# AK47 for today, anyone?



## mariwanalady (Mar 9, 2018)

This AK47 is super AK47 in the real sense of it. try it and send in ya testimonies. are you ready? let's get it down the chimney.


----------



## Z3r0Z3r0 (Mar 11, 2018)

Check out AK 49, new phenotype AK garunteed 30% THC at harvest, same taste more THC AK


----------



## poodawg (Mar 17, 2018)

i have grown both,auto,s tho ,easy to grow,great smoke that,s my kinda high.will do them again,smokin some ice breaker now,one of tho,s freebie seeds.

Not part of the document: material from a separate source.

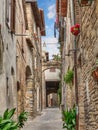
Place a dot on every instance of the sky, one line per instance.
(50, 15)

WOW,it,s great, i have 4 under 650 led now,but Pineapple express is great,sorry for rambling on.


----------



## Z3r0Z3r0 (Mar 18, 2018)

poodawg said:


> i have grown both,auto,s tho ,easy to grow,great smoke that,s my kinda high.will do them again,smokin some ice breaker now,one of tho,s freebie seeds. WOW,it,s great, i have 4 under 650 led now,but Pineapple express is great,sorry for rambling on.


Auto AK?

Do you guys tokin autos realize what makes it auto? Cannabis ruderalis... which is like hemp.....


----------



## jimihendrix1 (Mar 18, 2018)

Z3r0Z3r0 said:


> Auto AK?
> 
> Do you guys tokin autos realize what makes it auto? Cannabis ruderalis... which is like hemp.....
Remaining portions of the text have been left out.